ABD Başkanı Donald Trump, biraz da ülkede faaliyet gösteren Çinli şirketlerden kaynaklı meşru güvenlik kaygıları nedeniyle farklı bir yol izliyor.
WeChat uyarısı
Facebook'un eski baş güvenlik sorumlusu Alex Stamos, adı çok anılan TikTok'un kaygılanılması gereken Çinli uygulamalar arasında "buzdağının görünen yüzü" olduğunu anlatıyor ve ekliyor:
"TikTok benim ilk 10 listemde bile değil."
Stamos'a göre ABD'nin asıl uyanık olması gereken uygulama, Tencent'e ait WeChat mesajlaşma uygulaması:
"WeChat dünyadaki en popüler mesajlaşma uygulamalarından biri. İnsanlar WeChat üzerinden şirket yönetiyor. Son derece hassas bilgilere sahipler."
Pompeo da potansiyel hedefler arasında WeChat'in adını anıyor.
ABD seçimleri
Tüm bunların 3 Kasım'daki ABD seçimleriyle ilişkisi olmadığını söylemek zor. Trump'ın Çin karşıtı söylemi, teknolojiden ibaret değil.
Peki bu politik bir pozisyon mu, yoksa sadece bir duruştan mı ibaret?
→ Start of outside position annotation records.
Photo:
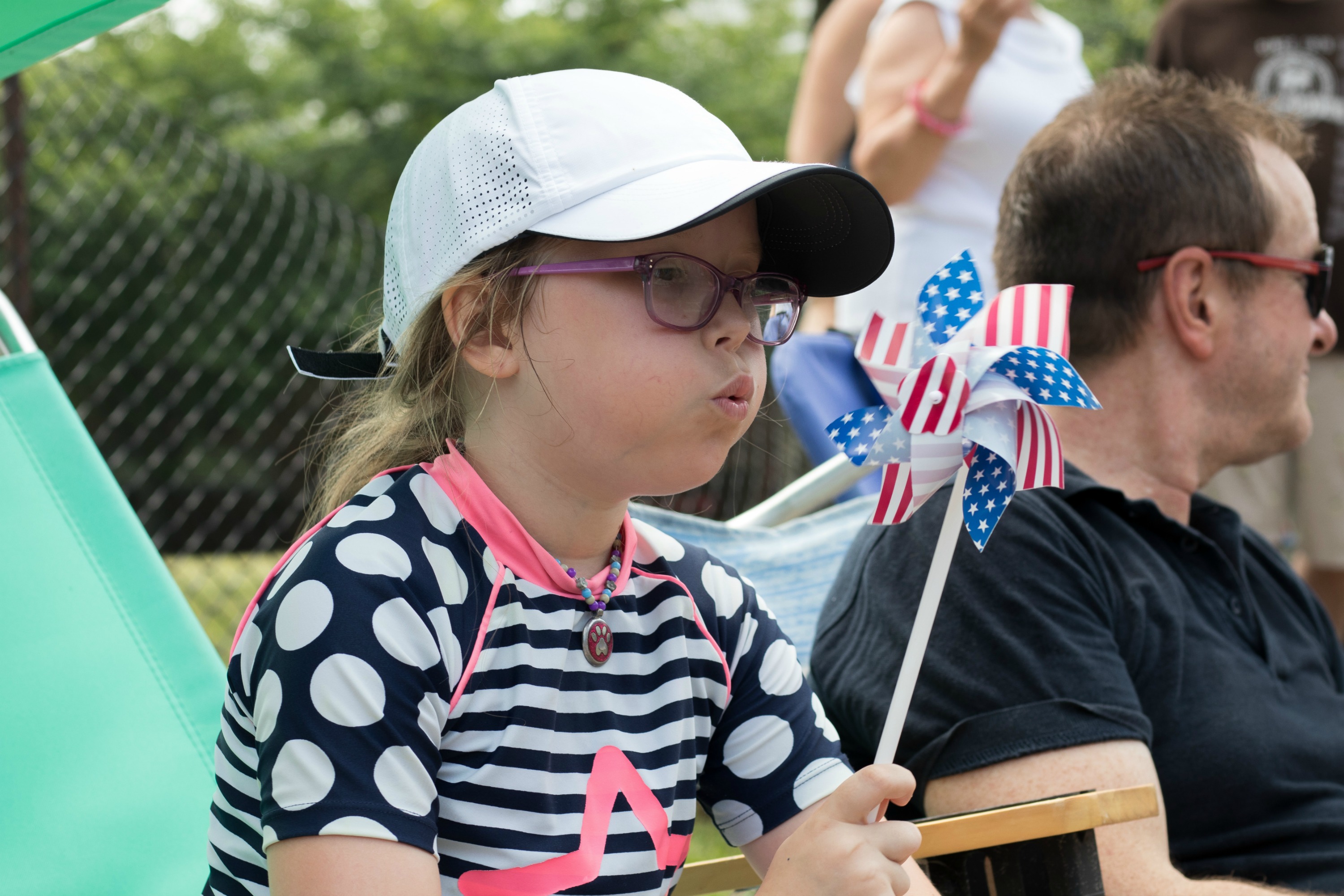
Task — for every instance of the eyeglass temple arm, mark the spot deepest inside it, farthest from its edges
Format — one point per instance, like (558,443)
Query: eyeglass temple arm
(1300,265)
(600,267)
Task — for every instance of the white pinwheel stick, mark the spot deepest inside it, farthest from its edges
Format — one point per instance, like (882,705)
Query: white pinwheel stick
(937,578)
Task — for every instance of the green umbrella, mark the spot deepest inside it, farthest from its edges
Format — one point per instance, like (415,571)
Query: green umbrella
(33,30)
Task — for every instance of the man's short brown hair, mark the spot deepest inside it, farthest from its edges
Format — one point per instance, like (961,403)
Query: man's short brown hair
(1143,166)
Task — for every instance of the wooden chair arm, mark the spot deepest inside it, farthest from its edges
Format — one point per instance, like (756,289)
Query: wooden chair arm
(967,831)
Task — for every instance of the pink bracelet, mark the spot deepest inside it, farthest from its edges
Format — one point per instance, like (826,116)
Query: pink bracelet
(933,123)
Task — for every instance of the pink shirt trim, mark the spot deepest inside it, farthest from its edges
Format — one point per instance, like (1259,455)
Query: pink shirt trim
(506,536)
(299,543)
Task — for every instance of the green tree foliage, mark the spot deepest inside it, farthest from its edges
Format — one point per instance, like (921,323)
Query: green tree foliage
(1115,31)
(336,93)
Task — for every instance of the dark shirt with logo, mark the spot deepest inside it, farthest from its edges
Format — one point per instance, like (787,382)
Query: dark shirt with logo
(1291,54)
(1092,618)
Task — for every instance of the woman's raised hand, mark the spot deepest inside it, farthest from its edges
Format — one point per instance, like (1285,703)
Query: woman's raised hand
(835,851)
(982,25)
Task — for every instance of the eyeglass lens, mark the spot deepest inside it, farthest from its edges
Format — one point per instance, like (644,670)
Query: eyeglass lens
(683,295)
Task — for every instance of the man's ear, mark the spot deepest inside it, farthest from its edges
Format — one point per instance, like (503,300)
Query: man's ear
(1194,299)
(492,354)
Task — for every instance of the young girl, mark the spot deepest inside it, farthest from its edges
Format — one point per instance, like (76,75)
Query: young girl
(479,675)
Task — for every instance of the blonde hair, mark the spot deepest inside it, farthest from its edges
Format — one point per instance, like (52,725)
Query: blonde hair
(406,418)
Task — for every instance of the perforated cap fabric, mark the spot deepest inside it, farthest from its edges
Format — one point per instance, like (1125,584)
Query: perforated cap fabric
(609,156)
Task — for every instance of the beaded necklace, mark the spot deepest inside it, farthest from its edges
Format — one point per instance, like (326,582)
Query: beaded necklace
(599,641)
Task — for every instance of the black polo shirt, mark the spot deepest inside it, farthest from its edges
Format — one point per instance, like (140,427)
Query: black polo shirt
(1089,618)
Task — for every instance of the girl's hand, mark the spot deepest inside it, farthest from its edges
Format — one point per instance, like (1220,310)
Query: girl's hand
(982,25)
(835,851)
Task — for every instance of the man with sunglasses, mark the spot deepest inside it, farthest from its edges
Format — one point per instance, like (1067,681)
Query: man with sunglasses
(1125,629)
(1289,54)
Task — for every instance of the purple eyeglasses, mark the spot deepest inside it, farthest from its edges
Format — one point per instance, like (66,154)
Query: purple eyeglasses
(685,293)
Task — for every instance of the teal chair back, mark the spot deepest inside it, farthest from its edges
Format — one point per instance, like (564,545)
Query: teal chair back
(109,689)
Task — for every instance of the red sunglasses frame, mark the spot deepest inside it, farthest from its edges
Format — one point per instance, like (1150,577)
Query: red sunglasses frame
(1318,271)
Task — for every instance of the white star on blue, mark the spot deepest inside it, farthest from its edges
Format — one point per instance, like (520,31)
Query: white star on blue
(943,299)
(984,501)
(1053,382)
(855,432)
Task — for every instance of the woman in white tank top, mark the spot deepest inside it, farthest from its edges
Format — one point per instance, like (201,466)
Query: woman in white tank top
(947,93)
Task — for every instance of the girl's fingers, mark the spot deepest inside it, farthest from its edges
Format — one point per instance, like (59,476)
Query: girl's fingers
(866,789)
(900,880)
(896,840)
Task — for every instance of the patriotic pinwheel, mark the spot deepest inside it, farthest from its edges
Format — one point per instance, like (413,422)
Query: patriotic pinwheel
(964,377)
(965,374)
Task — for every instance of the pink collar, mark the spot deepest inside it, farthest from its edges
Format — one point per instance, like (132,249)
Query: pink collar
(506,536)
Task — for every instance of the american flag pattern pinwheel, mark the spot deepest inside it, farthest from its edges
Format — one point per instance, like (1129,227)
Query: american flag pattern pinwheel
(965,375)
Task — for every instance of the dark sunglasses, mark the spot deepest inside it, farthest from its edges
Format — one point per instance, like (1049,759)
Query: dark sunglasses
(685,293)
(1318,271)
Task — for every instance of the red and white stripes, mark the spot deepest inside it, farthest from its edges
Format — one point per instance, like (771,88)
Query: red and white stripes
(933,397)
(1033,315)
(906,487)
(1041,458)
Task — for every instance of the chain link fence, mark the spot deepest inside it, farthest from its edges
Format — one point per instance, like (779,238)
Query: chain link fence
(163,275)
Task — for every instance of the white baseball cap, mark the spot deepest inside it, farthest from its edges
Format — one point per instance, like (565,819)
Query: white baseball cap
(603,156)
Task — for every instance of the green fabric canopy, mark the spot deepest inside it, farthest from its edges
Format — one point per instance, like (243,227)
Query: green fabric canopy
(112,692)
(33,30)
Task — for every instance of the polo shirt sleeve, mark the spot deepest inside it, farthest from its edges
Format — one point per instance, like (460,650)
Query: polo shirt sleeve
(342,673)
(1033,648)
(773,753)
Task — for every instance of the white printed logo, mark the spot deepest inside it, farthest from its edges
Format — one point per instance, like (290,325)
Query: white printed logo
(1297,81)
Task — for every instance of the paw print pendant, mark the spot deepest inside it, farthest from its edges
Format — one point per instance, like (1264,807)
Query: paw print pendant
(597,641)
Trump'ın seçimleri kaybetmesi elbette mümkün. Demokratlar Çin şirketlerine daha ılımlı yaklaşabilir.
Ancak Trump'ın Çin'den arındırılmış bir "ABD interneti" yaratma vizyonu, konuyu daha ciddi tartışmalara açık hale getiriyor.
İşin ironik yanı, internet bu durumda Çinli versiyonuna daha çok benzeyecek.
TikTok'a bakmak yeterli. Microsoft TikTok'un ABD'deki kolunu satın alsa, ortada üç tane farklı TikTok göreceğiz: Çin'deki TikTok (Douyin adıyla anılıyor), ABD'deki TikTok ve dünyanın geri kalanındaki TikTok.
Bu geleceğin interneti için bir model olabilir mi?